Question

DiffBind - Counting reads - counts not found

0

Entering edit mode

ryclb22 • 0

@ryclb22-20027

Last seen 5.2 years ago

Hi,

I'm having an issue during the 'Counting reads' and 'Performing the differential analysis' step. I am receiving these messages/errors:

## Performing the differential analysis # .... [TRUNCATED] 
Warning message:
In data(Condition_counts) : data set ‘Condition_counts’ not found

OR

## Performing the differential analysis ##
> Condition <- dba.analyze(Skin)
converting counts to integer mode
gene-wise dispersion estimates
mean-dispersion relationship
Error in estimateDispersionsFit(object, fitType = fitType, quiet = quiet) : 
  all gene-wise dispersion estimates are within 2 orders of magnitude
  from the minimum value, and so the standard curve fitting techniques will not work.
  One can instead use the gene-wise estimates as final estimates:
  dds <- estimateDispersionsGeneEst(dds)
  dispersions(dds) <- mcols(dds)$dispGeneEst
  ...then continue with testing using nbinomWaldTest or nbinomLRT
In addition: Warning message:
In data(Condition_counts) : data set ‘Condition_counts’ not found

This is the code I run:

## Reading in the peaksets ##
samples <- read.csv(file.path(system.file("extra", package = "DiffBind"), "CellLine1_CellLine2.csv"))
names(samples)
#Create DBA
Condition <- dba(sampleSheet="CellLine1_CellLine2.csv", dir=system.file("extra", package="DiffBind"))
#plot(Condition)

## Counting reads ##
Condition <- dba.count(Condition, summits=250)
data(Condition_counts)
#plot(Condition)

## Establishing a contrast ##
Condition <- dba.contrast(Condition, categories=DBA_CONDITION, minMembers = 2)

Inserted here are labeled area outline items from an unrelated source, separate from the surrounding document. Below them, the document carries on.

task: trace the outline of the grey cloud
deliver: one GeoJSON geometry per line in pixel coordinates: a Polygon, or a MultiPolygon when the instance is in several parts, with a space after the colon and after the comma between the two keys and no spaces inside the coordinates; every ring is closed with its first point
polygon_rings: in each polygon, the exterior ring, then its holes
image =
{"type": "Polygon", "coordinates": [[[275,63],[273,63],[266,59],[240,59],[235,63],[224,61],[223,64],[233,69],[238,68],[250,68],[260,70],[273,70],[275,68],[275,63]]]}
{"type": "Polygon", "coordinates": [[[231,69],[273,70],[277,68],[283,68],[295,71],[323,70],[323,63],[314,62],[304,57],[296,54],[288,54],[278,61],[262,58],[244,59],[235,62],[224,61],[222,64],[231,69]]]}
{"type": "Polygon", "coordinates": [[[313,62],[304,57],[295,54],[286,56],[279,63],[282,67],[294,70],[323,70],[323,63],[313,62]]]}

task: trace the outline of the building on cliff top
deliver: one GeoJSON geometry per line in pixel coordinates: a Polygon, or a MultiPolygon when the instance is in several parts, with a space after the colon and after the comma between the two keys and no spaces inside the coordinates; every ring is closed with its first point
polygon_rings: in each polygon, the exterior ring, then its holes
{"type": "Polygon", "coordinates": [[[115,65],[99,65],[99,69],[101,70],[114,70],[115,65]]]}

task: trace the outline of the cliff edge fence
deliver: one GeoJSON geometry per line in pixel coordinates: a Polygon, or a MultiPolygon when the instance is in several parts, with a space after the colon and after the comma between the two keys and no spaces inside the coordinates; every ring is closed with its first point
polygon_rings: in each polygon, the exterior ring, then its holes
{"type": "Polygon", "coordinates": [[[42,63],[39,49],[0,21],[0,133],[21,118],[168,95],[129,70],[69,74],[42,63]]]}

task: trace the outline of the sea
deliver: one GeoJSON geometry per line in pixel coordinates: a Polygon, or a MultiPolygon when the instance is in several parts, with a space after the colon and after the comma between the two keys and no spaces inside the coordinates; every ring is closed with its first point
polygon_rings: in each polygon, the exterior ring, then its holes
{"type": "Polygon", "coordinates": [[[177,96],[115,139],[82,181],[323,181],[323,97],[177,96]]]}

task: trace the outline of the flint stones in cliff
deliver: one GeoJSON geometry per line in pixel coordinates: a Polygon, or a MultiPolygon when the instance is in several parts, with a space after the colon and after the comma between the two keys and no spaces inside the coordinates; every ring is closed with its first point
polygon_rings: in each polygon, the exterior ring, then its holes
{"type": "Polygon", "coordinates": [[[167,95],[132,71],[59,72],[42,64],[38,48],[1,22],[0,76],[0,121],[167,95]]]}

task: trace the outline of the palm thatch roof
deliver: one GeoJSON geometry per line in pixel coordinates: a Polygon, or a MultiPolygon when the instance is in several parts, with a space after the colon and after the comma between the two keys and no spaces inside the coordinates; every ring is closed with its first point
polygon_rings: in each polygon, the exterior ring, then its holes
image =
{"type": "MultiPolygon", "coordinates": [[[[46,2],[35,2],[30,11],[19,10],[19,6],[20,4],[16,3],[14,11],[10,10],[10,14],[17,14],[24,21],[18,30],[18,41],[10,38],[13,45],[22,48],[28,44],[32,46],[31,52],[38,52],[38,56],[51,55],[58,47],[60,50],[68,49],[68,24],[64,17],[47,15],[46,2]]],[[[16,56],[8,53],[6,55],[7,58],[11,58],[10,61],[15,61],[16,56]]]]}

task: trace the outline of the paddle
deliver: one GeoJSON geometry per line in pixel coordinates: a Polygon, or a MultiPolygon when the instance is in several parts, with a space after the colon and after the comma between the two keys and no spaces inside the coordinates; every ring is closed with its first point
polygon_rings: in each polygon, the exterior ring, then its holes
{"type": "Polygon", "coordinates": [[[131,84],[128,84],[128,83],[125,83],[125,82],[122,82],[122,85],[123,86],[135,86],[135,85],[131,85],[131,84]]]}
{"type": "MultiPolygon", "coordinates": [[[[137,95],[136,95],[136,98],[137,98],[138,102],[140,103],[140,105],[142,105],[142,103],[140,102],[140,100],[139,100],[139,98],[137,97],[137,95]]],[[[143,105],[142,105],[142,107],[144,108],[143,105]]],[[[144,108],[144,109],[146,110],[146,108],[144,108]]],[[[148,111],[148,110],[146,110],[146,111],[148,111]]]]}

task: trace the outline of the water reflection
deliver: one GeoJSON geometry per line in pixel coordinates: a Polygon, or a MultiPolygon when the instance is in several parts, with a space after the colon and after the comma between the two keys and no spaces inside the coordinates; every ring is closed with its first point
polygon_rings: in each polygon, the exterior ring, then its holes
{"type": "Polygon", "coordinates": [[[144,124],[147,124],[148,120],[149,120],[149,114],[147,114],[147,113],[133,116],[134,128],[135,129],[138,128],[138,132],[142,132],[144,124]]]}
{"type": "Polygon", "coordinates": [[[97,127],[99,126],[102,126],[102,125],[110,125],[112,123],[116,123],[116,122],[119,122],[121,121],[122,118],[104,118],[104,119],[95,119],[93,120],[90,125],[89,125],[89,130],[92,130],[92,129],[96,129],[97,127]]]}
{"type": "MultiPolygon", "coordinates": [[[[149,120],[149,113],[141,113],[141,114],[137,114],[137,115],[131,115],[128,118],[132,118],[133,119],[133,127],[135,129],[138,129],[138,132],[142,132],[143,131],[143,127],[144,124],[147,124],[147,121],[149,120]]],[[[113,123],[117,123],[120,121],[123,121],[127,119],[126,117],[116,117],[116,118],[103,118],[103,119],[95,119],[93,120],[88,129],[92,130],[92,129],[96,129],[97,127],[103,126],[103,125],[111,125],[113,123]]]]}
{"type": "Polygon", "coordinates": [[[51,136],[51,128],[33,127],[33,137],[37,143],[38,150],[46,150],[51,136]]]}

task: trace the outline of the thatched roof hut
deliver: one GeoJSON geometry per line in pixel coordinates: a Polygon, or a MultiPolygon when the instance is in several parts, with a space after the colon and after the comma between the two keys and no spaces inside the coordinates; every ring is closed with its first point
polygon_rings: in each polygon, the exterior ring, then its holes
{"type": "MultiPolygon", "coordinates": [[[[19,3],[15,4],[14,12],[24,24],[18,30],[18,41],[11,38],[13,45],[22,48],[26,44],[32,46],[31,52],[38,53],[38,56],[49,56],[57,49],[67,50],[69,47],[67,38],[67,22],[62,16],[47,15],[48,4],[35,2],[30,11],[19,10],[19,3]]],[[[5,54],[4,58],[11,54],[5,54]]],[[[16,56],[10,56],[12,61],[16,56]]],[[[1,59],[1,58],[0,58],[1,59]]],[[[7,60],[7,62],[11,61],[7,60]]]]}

## Performing the differential analysis ##
Condition <- dba.analyze(Condition)
plot(Condition, contrast=1)

I'd appreciate any help in understanding these messages/errors and amending them so, I can perform my differential analysis.

diffbind differential analysis genetics #chip-seq • 1.2k views

ADD COMMENT • link updated 5.1 years ago by Rory Stark ★ 5.2k • written 5.2 years ago by ryclb22 • 0

score 0 · Answer 1 · 2019-03-13

It looks like you are following the vignette script very closely, but given that you are working with another dataset, some of the specific references do not apply.

In the first line you are reading in a samplesheet. In the vignette, the example samplesheet is included with the package installation, which is why the file.path(system.file("extra", package = "DiffBind") syntax is used. For your data, you should not place the samplesheet CellLine1_CellLine2.csv in the package directory, you should put it in a data directory in your filespace.

All the lines where you use the data() call are not meaningful. In the vignette and examples, these are used to load the sample data shipped with DiffBind. It does not make sense to change the names of the data objects to your own as they are not pre-loaded.

The error you are getting from DESeq2 (all gene-wise dispersion estimates are within 2 orders of magnitude from the minimum value...")" is caused when the aligned sequencing reads are too similar to each other (not much variation in the number of reads in peaks between samples). Often this is because the same bam file is being used more than once.

It would help to see your samplesheet.